Дудин в эти дни ходил от радости сам не свой. Как-то он, потеряв обычную сдержанность, весело сказал Николаю Константиновичу:
— Теперь-то успех обеспечен. Скоро на свободе будем. Только бы выбраться за проволоку, а там — поминай как звали. Тебе спасибо, надоумил, как действовать.
— Погоди благодарить, надо дело сначала сделать. Самое трудное еще впереди.
— Все, все верят, что побег удастся. Ты посмотрел бы на наших людей. Они ведь просто горят от нетерпения.
— А вот показывать этого не следует, — предупредил Николай Константинович. — А то как бы в самом деле не “сгорели”. Во всем осторожность нужна.
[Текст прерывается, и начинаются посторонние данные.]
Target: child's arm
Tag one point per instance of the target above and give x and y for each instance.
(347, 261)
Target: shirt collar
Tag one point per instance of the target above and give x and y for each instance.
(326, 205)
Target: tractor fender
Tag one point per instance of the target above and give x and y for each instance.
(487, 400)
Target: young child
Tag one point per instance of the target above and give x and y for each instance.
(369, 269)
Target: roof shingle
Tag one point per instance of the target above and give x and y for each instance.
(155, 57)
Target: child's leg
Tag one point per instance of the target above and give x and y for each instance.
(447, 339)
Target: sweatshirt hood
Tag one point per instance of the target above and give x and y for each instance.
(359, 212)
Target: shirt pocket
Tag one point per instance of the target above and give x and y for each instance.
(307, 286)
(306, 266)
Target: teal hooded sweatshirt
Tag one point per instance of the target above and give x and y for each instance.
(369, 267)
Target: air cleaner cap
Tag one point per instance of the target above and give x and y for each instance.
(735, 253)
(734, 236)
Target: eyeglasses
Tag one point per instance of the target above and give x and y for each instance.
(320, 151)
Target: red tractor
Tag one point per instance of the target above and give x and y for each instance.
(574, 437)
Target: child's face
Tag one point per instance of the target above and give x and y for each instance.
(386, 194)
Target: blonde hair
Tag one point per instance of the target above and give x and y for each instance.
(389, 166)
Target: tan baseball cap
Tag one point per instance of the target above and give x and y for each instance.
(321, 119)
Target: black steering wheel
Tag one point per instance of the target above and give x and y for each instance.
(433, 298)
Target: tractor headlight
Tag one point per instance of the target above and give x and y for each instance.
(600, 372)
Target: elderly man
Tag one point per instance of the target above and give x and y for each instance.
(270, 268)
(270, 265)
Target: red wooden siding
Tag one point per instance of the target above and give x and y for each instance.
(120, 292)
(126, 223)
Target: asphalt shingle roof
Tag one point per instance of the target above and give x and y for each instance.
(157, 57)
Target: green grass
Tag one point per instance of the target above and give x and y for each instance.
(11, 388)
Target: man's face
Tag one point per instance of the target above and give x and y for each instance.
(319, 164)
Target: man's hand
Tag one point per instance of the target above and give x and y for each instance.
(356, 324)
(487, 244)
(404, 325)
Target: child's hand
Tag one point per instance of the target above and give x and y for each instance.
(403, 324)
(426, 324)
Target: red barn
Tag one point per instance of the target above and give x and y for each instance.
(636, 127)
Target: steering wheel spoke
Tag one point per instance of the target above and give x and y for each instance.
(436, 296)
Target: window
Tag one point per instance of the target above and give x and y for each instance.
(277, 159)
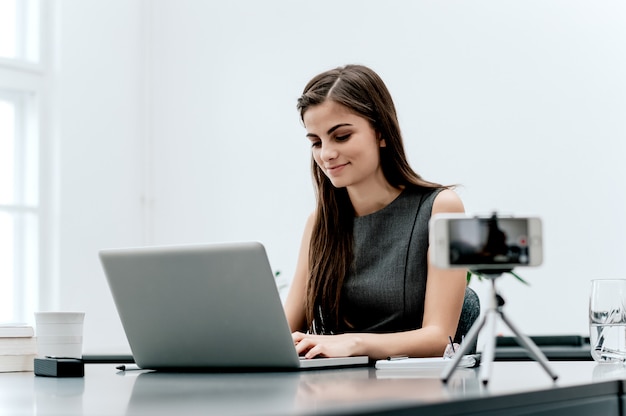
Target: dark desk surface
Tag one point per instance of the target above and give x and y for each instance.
(583, 387)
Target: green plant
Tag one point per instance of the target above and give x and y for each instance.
(481, 276)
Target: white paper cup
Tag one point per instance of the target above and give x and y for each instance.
(59, 334)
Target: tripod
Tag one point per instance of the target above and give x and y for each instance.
(489, 322)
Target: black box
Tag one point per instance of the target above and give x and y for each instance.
(59, 367)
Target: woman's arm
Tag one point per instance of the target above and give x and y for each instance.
(294, 304)
(445, 290)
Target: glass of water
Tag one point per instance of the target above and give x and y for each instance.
(607, 320)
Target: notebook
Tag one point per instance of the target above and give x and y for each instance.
(204, 307)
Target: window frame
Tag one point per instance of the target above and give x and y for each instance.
(27, 81)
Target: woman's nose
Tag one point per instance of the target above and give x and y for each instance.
(329, 152)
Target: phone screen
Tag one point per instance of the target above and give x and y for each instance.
(488, 241)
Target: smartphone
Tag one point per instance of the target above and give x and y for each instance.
(485, 242)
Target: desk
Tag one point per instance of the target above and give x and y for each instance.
(515, 388)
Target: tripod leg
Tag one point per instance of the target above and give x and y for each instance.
(472, 336)
(490, 346)
(530, 347)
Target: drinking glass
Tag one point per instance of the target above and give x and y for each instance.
(607, 320)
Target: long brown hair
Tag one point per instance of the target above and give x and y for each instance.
(330, 254)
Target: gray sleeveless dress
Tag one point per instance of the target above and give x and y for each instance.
(384, 290)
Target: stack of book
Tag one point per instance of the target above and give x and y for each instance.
(18, 347)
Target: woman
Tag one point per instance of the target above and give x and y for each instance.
(363, 284)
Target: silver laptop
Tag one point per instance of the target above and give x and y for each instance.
(204, 307)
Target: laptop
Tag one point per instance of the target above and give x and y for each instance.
(204, 307)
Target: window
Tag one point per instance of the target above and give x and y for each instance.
(21, 86)
(19, 30)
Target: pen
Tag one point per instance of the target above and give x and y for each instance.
(127, 367)
(397, 357)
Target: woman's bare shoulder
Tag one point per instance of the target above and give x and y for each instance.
(447, 201)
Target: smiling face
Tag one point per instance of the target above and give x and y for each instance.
(344, 145)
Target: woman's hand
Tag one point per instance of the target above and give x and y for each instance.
(311, 346)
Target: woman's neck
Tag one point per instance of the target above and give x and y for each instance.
(367, 201)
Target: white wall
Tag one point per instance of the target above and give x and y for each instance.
(98, 90)
(191, 105)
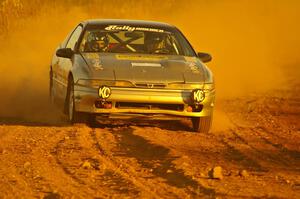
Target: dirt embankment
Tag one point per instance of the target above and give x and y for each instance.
(255, 138)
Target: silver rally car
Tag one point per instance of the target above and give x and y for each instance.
(128, 69)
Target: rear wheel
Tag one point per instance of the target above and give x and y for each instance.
(202, 124)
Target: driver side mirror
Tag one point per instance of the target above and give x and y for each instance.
(65, 52)
(204, 57)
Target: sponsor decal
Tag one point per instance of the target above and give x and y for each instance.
(194, 68)
(198, 96)
(146, 64)
(141, 57)
(132, 28)
(104, 92)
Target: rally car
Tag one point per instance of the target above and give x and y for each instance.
(132, 69)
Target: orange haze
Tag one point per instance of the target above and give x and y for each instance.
(255, 44)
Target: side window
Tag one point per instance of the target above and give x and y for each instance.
(74, 38)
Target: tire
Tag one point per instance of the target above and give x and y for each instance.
(70, 103)
(202, 124)
(73, 115)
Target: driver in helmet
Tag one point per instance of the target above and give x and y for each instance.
(155, 43)
(97, 42)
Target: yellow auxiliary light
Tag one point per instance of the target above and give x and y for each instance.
(104, 92)
(198, 95)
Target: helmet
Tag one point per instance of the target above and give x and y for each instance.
(155, 42)
(98, 41)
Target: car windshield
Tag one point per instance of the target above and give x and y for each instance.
(126, 39)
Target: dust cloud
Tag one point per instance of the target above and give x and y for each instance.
(254, 44)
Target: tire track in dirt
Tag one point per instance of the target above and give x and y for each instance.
(71, 154)
(156, 160)
(274, 154)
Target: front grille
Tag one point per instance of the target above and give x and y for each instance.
(150, 85)
(149, 106)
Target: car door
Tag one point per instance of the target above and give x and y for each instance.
(65, 64)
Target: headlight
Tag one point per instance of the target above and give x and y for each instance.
(198, 95)
(209, 87)
(97, 83)
(184, 86)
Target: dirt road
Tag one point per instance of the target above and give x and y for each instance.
(258, 151)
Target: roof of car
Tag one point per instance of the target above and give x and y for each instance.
(127, 22)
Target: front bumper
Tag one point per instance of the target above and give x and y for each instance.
(85, 99)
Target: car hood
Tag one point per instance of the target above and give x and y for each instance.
(145, 68)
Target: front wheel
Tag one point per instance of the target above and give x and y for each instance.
(70, 103)
(202, 124)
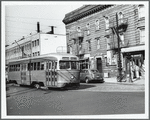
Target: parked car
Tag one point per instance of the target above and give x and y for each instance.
(88, 75)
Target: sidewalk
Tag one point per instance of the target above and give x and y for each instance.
(140, 81)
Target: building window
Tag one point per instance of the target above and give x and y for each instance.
(120, 17)
(78, 29)
(106, 22)
(32, 43)
(142, 36)
(37, 41)
(141, 11)
(108, 42)
(98, 43)
(97, 25)
(88, 28)
(70, 50)
(122, 38)
(89, 45)
(111, 58)
(38, 53)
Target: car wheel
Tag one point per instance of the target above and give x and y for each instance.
(87, 80)
(37, 86)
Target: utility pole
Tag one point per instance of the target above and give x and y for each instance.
(119, 51)
(21, 49)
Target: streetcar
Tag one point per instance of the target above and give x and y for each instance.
(49, 70)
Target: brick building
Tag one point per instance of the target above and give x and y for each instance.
(91, 35)
(35, 45)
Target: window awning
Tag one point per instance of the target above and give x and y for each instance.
(132, 49)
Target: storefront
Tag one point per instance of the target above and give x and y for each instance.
(134, 62)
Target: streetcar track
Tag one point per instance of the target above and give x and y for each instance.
(21, 92)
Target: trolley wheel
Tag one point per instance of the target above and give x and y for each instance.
(37, 85)
(86, 80)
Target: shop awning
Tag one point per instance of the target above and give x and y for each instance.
(132, 49)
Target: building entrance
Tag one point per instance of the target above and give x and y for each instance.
(99, 65)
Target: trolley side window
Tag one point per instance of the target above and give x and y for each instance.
(38, 65)
(14, 67)
(42, 65)
(64, 64)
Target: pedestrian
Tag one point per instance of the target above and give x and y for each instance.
(137, 69)
(131, 72)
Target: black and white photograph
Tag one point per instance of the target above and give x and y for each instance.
(74, 60)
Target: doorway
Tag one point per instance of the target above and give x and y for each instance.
(99, 65)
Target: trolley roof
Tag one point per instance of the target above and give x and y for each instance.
(51, 56)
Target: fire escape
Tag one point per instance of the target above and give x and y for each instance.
(112, 33)
(78, 39)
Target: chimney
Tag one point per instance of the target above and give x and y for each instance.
(38, 27)
(52, 30)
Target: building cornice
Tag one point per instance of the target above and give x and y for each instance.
(83, 12)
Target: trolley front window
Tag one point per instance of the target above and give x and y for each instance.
(68, 64)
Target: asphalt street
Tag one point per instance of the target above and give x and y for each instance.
(89, 99)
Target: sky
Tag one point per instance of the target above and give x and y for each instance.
(21, 18)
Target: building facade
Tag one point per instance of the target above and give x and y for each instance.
(35, 45)
(94, 31)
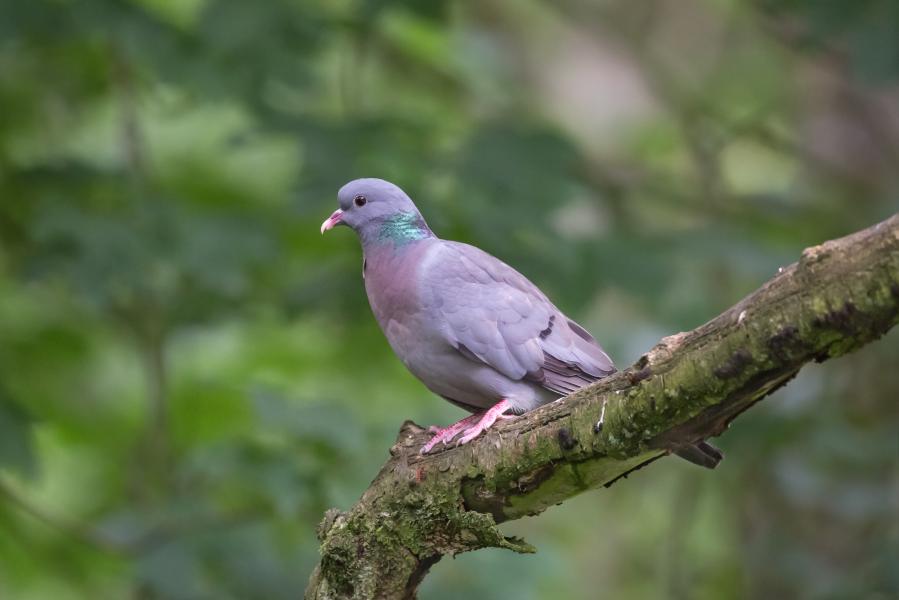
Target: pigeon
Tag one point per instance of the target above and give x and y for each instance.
(471, 328)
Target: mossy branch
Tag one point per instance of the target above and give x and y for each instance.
(840, 296)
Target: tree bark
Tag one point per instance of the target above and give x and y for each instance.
(840, 296)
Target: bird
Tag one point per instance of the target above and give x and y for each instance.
(471, 328)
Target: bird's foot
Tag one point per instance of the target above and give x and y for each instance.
(487, 419)
(447, 434)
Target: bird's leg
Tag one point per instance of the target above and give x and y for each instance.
(446, 434)
(487, 419)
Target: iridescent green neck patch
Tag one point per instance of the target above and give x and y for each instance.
(403, 228)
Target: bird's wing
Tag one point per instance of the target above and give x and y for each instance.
(491, 313)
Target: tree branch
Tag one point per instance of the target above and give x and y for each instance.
(840, 296)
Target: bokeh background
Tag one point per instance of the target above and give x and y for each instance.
(190, 374)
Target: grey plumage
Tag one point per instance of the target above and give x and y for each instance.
(473, 329)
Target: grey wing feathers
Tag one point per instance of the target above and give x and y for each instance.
(493, 314)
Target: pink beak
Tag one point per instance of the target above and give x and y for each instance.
(332, 221)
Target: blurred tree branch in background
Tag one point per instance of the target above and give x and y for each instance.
(840, 296)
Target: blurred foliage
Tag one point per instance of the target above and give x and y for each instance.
(189, 373)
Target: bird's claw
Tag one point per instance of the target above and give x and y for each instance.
(480, 423)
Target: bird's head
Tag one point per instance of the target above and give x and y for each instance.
(378, 211)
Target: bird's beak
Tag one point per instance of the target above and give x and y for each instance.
(335, 219)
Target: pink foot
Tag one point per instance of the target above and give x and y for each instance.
(488, 418)
(447, 434)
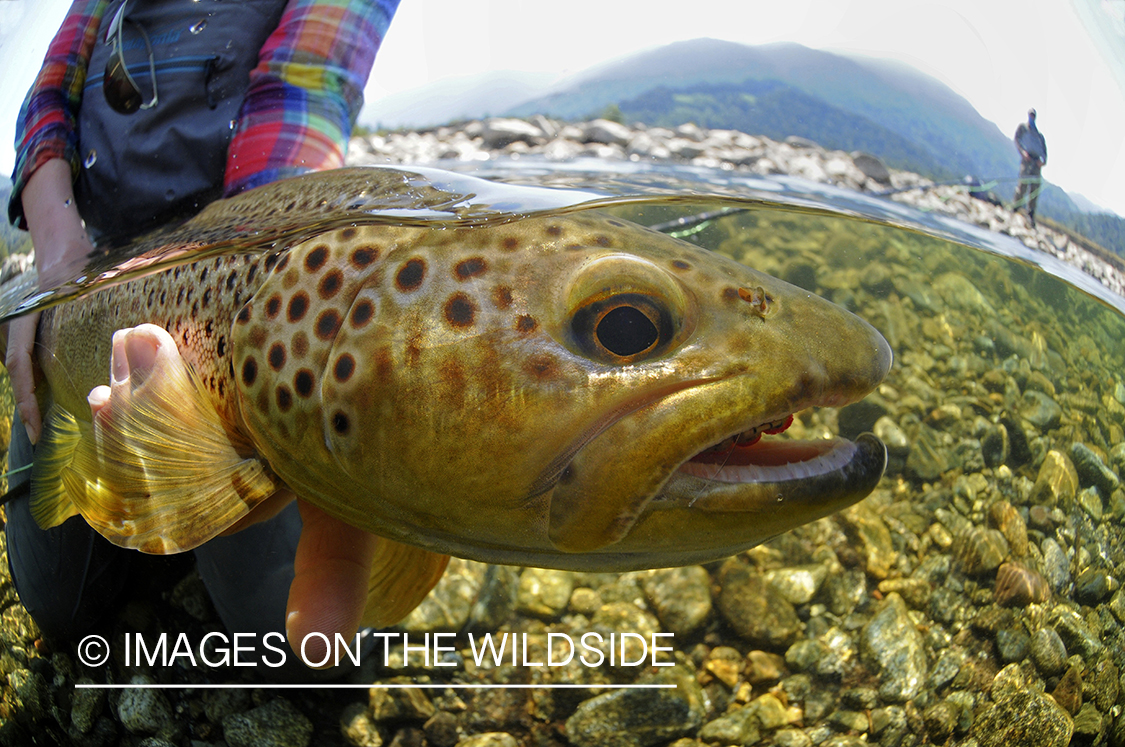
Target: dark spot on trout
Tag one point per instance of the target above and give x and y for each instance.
(298, 305)
(470, 268)
(502, 296)
(344, 367)
(327, 323)
(525, 324)
(331, 284)
(460, 311)
(411, 275)
(304, 383)
(285, 398)
(316, 258)
(299, 344)
(250, 371)
(362, 313)
(277, 356)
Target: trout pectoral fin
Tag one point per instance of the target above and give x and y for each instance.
(401, 577)
(50, 503)
(156, 470)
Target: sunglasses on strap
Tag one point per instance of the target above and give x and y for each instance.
(123, 95)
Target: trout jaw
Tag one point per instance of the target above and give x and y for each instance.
(725, 497)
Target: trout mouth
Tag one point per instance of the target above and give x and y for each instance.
(746, 458)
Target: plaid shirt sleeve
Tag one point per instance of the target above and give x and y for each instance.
(306, 90)
(46, 127)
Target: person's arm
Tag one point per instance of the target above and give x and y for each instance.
(303, 100)
(42, 198)
(47, 128)
(306, 90)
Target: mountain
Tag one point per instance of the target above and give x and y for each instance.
(911, 120)
(777, 110)
(914, 106)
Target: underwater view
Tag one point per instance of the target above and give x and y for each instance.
(968, 595)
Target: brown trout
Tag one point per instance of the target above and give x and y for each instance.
(569, 392)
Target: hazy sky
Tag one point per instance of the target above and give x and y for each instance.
(1002, 55)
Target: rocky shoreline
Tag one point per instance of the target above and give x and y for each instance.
(972, 600)
(726, 150)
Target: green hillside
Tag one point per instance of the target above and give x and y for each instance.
(888, 108)
(777, 110)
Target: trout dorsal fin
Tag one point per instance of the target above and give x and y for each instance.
(401, 577)
(159, 474)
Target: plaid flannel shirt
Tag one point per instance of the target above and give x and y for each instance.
(298, 111)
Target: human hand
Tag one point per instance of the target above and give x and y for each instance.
(21, 370)
(330, 585)
(60, 242)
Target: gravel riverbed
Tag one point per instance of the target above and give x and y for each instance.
(973, 599)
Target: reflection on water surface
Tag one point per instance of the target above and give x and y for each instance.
(983, 572)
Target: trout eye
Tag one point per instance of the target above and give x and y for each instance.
(622, 329)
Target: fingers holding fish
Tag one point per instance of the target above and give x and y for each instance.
(330, 585)
(23, 371)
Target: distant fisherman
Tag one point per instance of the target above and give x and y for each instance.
(1033, 156)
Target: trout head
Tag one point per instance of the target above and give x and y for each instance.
(570, 392)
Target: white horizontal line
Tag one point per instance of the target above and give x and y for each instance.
(370, 686)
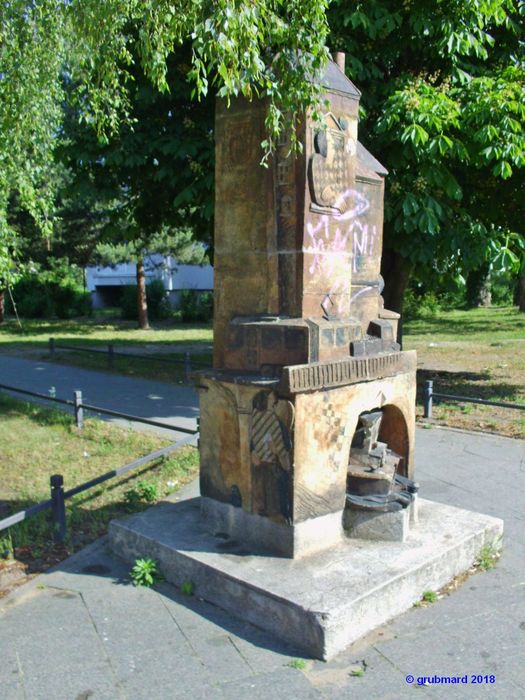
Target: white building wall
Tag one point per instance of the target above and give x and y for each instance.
(174, 276)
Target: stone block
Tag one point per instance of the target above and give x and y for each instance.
(320, 603)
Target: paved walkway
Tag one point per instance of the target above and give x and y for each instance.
(82, 631)
(168, 403)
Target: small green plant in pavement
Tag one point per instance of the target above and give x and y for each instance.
(144, 491)
(488, 556)
(187, 588)
(145, 572)
(357, 672)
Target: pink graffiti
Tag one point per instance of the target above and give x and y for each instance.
(363, 242)
(328, 244)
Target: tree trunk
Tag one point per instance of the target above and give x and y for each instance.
(396, 271)
(521, 291)
(142, 304)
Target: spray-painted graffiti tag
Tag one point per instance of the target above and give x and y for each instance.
(339, 243)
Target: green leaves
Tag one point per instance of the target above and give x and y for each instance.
(415, 134)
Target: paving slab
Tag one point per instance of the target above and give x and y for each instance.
(479, 626)
(167, 403)
(320, 603)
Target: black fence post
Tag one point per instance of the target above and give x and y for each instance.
(79, 411)
(58, 507)
(427, 398)
(187, 367)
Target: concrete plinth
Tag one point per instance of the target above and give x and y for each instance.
(320, 603)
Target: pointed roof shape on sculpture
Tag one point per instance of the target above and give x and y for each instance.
(335, 79)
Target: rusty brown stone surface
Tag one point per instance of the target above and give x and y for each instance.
(288, 456)
(302, 343)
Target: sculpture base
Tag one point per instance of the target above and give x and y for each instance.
(318, 604)
(263, 534)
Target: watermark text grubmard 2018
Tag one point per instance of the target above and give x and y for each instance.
(466, 679)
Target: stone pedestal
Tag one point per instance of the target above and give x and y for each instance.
(275, 452)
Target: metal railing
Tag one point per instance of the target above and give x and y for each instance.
(429, 395)
(57, 502)
(79, 406)
(187, 361)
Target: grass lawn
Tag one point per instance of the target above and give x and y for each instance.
(478, 353)
(37, 442)
(165, 340)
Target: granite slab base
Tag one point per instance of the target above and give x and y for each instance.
(321, 603)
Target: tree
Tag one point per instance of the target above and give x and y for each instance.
(152, 182)
(443, 109)
(88, 50)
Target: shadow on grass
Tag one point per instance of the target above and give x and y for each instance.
(86, 327)
(472, 384)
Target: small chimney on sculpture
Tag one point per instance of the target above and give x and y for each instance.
(339, 58)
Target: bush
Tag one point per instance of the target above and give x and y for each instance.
(196, 306)
(156, 297)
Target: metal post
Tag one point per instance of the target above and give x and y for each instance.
(79, 411)
(187, 367)
(58, 508)
(427, 398)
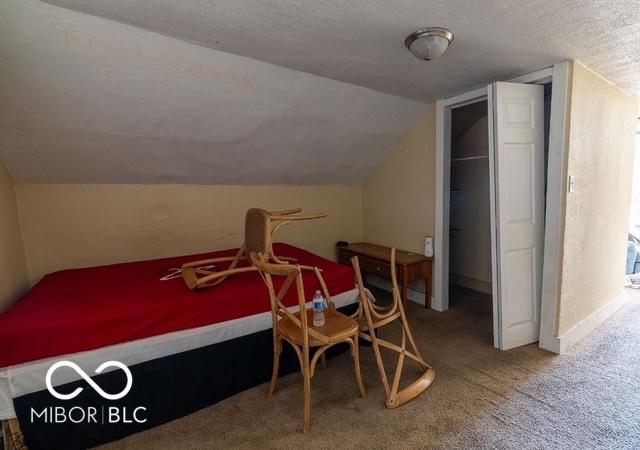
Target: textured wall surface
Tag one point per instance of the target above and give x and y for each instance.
(88, 100)
(67, 226)
(399, 196)
(601, 148)
(13, 269)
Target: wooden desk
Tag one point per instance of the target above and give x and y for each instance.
(375, 259)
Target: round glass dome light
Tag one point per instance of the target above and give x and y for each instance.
(429, 43)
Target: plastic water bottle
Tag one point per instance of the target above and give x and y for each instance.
(318, 309)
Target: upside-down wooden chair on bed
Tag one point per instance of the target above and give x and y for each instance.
(295, 328)
(371, 318)
(259, 228)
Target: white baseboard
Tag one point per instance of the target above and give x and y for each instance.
(412, 294)
(471, 283)
(560, 344)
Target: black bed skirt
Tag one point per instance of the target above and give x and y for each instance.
(167, 388)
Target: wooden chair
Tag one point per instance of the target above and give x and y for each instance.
(259, 228)
(371, 318)
(295, 328)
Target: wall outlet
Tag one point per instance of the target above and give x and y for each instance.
(428, 246)
(572, 183)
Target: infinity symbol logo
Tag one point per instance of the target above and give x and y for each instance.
(86, 378)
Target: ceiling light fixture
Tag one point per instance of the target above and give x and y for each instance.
(429, 43)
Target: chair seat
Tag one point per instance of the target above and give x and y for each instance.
(336, 327)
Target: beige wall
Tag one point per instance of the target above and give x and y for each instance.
(601, 146)
(399, 196)
(13, 269)
(67, 226)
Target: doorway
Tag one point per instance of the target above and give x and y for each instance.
(523, 217)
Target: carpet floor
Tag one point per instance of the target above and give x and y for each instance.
(481, 398)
Малейший промах — и все прахом пойдет.
— Ждем твоего сигнала. Я все подготовил. Как только уйдешь из лазарета, Казак направит тебя в нашу рабочую бригаду и тогда…
Казалось, до малейшей мелочи разработал Никулин план побега, все предусмотрел. Но побег не удался. Помешал предатель. В лазарете на должности санитара работал парень из вольнонаемных — Семен Бедунов. Белобрысый и голубоглазый, тихий, ласковый, он бесшумно проходил между нарами, частенько спрашивал у Никулина:
— Может, водицы, хотите испить, дядя Коля? Или принести чего?
“Дядями” паренек величал всех раненых старше его возрастом. Особенно он старался угодить Дудину и Ресовцу. Но военнопленные сторонились санитара, видя в нем ненадежного, трусоватого человека, а может быть, и немецкого агента, приставленного наблюдать за теми, кто находится в лазарете. Николай Константинович давно предупредил своих друзей, чтобы они избегали вести серьезные разговоры при Семене Бедунове. Но однажды произошло непредвиденное.
В лагере было несколько подростков, воспитанников музыкальных взводов. Их содержали наравне со взрослыми военнопленными. Один, из них был схвачен при попытке похитить краюху хлеба. Полицаи набросились на него, били дубинками, топтали ногами. Из окна лазарета это увидел кто-то из раненых.
— Не могу терпеть больше, не могу! — во весь голос заговорил он, дрожа от ненависти. — Надо что-то делать. Ведь мы — советские люди. Командиры, коммунисты! Понимаете? Мы обязаны действовать! Неужели мы не придумаем, как отомстить проклятым фашистам?! Нельзя молчать! Не могу больше!..
— Прекрати истерику! — прикрикнул Николай Константинович. — У нас, думаешь, душа не болит?
Раненые зашумели. В их гневных голосах звучало долго сдерживаемое негодование. Они проклинали фашистов. И никто в этот момент не обратил внимания на притаившегося в углу Семена Бедунова. Он давно следил за Николаем Константиновичем и его друзьями, а сейчас, видимо, решил, что заветный час настал. Змеей скользнув за дверь, предатель подошел к одному из полицаев.